Os diretores austríacos Fritz Ofner e Eva Hausberger mostram no filme um rastro de dinheiro e sangue, um aspecto da exportação das pistolas Glock que, segundo eles, a Áustria preferiu não conhecer.

"Uma Glock nunca te deixa de mãos abanando. Pode ter certeza disso", diz no documentário um atirador iraniano.

O entusiasmo é compartilhado do outro lado do mundo por um vendedor de uma loja de armas nos Estados Unidos. "Nunca falha. É fácil de usar e de limpar. É como (o fuzil russo) AK-47", compara.

Parte da lenda se deve a como a pistola foi inventada. Gaston Glock, um engenheiro de meia idade que fabricava facas, disputou uma licitação do Exército austríaco em 1980 sem ter qualquer experiência na produção de armas de fogo.

O resultado foi um equipamento mais leve, porque usava peças plásticas, em vez de metálicas, muito fácil de desmontar, compacto e de estética minimalista. Além disso, a Glock permitia a colocação de mais balas no carregador e nunca engasgava.

A arma acabou revolucionando o mercado das pistolas semiautomáticas, sobretudo nos EUA, o maior e mais lucrativo do mundo. Por isso, alguns comparam Glock com Steve Jobs, o visionário fundador da Apple.

À medida que a lenda sobre a pistola ganhava novos capítulos, a empresa passava a faturar cada vez mais dinheiro. Agora, a Glock é uma multinacional que fabrica 1,5 milhão de armas por ano, conta Ofner, que dedicou seis anos para buscar informações para o filme.

"Estive em outros projetos em zonas de conflito, como na Guatemala, na Colômbia, na Líbia, na Síria e no Iraque. E lá encontrei várias vezes o mito da Glock", revela o diretor.

"Quando voltava à Áustria, me surpreendia com o pouco que sabíamos sobre tudo isso, o que despertou minha curiosidade. Essa foi a motivação para fazer o filme", explicou Ofner à Efe.

O diretor dedicou uma parte importante do tempo de produção para garantir que a empresa não pudesse processá-lo, algo que até agora ainda não ocorreu. Segundo ele, os funcionários da Glock devem assinar um termo de confidencialidade e, por isso, um dos principais problemas foi encontrar pessoas dispostas a falar.

A Glock emprega mais de 1,3 mil funcionários em quatro fábricas, duas delas na Áustria, em Deutsch-Wagram e Ferlach, onde rege uma "cultura do silêncio", de acordo com o diretor.

"Ninguém quer falar com você, nem políticos ou moradores", afirmou Ofner, ressaltando que a imprensa também não publica matérias sobre a empresa para evitar problemas legais.
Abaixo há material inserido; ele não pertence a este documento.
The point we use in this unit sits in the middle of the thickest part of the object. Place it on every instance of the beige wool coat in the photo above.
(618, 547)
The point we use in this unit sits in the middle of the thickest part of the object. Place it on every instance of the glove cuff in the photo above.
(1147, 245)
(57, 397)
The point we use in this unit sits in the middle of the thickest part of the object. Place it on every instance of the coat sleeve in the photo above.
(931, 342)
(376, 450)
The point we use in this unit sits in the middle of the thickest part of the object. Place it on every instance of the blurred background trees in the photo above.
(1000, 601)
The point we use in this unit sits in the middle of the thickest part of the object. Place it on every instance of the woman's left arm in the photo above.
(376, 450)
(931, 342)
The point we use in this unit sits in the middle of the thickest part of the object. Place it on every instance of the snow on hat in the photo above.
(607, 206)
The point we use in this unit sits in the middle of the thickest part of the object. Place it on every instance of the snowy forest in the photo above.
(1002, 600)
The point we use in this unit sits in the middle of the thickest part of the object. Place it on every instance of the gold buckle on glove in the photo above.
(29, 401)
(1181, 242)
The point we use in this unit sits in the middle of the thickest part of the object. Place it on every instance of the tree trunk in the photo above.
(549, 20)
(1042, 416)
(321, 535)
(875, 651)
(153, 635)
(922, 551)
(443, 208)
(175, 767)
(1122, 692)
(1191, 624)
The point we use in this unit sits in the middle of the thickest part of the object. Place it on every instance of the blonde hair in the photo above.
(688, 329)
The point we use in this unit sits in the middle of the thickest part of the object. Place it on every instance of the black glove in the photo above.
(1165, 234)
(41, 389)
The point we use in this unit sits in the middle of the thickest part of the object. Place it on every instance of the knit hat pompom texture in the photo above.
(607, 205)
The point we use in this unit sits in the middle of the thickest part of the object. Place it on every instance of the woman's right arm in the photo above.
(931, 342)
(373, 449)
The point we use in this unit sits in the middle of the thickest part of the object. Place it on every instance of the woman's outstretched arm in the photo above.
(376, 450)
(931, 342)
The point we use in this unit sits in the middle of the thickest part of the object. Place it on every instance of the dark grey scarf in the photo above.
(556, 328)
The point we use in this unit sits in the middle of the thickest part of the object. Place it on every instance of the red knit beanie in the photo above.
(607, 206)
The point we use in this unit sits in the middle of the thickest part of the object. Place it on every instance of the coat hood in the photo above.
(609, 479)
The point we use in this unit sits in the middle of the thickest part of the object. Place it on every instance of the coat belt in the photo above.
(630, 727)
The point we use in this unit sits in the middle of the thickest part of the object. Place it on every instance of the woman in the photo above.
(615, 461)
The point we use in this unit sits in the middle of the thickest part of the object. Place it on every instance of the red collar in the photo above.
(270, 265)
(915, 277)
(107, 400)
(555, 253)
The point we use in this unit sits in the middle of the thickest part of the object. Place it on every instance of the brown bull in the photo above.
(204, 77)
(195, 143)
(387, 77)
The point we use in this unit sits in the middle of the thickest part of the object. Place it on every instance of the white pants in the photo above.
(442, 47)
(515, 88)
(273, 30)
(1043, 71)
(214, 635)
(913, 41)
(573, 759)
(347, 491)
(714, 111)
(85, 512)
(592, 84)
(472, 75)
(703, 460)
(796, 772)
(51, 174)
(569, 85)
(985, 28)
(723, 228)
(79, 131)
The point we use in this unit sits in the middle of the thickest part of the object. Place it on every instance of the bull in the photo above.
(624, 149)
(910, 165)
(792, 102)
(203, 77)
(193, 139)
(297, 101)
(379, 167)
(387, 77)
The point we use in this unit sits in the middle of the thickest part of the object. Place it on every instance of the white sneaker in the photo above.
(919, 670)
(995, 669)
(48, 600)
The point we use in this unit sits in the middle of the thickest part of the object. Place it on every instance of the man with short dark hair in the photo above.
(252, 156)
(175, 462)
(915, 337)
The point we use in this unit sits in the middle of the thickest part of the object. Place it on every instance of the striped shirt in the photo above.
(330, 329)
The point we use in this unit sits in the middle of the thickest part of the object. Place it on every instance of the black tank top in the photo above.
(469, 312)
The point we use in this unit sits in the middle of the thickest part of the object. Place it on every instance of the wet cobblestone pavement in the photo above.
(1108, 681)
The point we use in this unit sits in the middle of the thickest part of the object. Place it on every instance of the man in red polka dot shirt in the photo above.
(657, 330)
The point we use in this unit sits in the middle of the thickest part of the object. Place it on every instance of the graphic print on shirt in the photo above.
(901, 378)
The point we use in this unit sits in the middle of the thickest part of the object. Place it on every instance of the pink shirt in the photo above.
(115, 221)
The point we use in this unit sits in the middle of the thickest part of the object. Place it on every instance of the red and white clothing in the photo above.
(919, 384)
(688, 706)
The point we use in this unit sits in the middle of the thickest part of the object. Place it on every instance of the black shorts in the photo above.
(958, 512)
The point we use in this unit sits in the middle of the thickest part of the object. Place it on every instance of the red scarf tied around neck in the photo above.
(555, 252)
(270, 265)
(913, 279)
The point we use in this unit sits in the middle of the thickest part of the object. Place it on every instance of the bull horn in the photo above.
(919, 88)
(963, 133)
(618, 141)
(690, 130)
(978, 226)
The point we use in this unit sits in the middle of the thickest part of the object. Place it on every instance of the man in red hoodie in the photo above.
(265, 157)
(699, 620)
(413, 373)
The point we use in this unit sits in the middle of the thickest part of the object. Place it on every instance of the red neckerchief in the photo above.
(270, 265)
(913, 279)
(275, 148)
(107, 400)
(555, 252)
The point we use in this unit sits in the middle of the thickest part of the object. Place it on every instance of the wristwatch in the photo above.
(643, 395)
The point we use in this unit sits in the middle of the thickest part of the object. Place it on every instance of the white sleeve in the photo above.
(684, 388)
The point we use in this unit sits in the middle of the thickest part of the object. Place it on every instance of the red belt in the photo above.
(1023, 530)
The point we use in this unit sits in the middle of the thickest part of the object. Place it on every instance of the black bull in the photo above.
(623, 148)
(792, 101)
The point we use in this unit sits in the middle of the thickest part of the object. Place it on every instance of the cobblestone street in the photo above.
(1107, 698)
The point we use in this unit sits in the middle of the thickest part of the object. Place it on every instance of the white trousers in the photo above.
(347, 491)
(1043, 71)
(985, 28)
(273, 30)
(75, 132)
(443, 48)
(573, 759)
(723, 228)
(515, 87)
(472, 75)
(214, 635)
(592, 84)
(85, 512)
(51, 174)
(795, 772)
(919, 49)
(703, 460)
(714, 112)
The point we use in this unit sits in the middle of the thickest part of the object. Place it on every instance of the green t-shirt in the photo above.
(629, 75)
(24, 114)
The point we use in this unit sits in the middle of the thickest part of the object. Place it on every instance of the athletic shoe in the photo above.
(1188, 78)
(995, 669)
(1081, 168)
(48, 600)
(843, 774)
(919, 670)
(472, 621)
No entanto, uma recente investigação conduzida pelo jornal "Der Standard" e pela revista "Dossiê" revela a existência de uma "estreita relação" entre Glock e o Partido da Liberal (FPÖ), de extrema direita, que atualmente faz parte do governo austríaco.

Três ministros do partido, incluindo o líder do FPÖ e vice-chanceler do país, Heinz-Christian Strache, foram convidados neste ano para uma luxuosa corrida de cavalos organizada por Glock.

O FPÖ é conhecido por defender uma política mais aberta sobre a questão das armas, tanto no que tange à posse como em temas relativos à exportação desse tipo de produto.

Ofner espera que o documentário quebre o mistério em torno de Glock e abra caminho para um debate mais transparente sobre a política de armas na Áustria.